As Amazon.com has expanded from an online bookstore into a virtual mall,
Left Field said it was precluded from pursuing additional e-commerce
accounts, such as auctioneers and music sellers, Michael MacMahon, the
agency’s managing partner, told the San Francisco Chronicle.
Also, Amazon refused to meet Left Field’s compensation demands. “We have
other clients paying us 50 to 60 percent more than Amazon,” said MacMahon.
“We haven’t made money from the Amazon account for two years.”
Left Field also said it resigned drugstore.com, ending a relationship with a
site closely affiliated with Amazon.com.
Amazon spokesman Paul Capelli was quoted as saying that “while we have been
very pleased with (Left Field’s) work, we felt that we had reached a point
where it was mutually beneficial for us to part.” He added that Amazon is
embarking on an interactive agency review.

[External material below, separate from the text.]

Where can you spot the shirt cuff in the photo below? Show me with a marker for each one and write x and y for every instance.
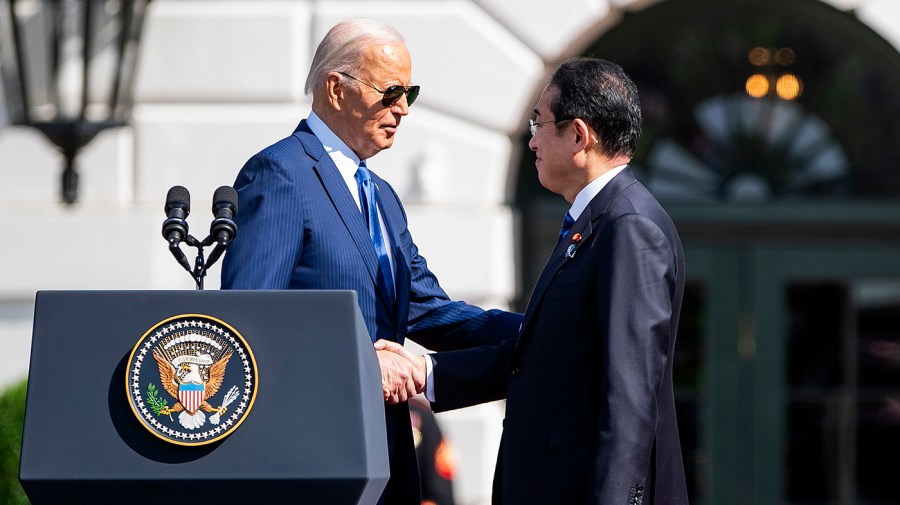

Other Left Field clients include Infoseek, Sun Microsystems, ImproveNet and
Amazon spends an estimated $2.5 million annually on Web advertising, the
Chronicle said, but about $130 million on television, radio, print and
outdoor. Foote Cone & Belding of San Francisco has handled Amazon’s
advertising in conventional media for about two years.
A drugstore.com executive, Eric Morris, told AdAge the company will
hand off some interactive work to Duffy Design, a Minneapolis shop affiliated
with the site’s new off-line ad agency, Fallon McElligott, Minneapolis, and a portion of the work will be moved in-house.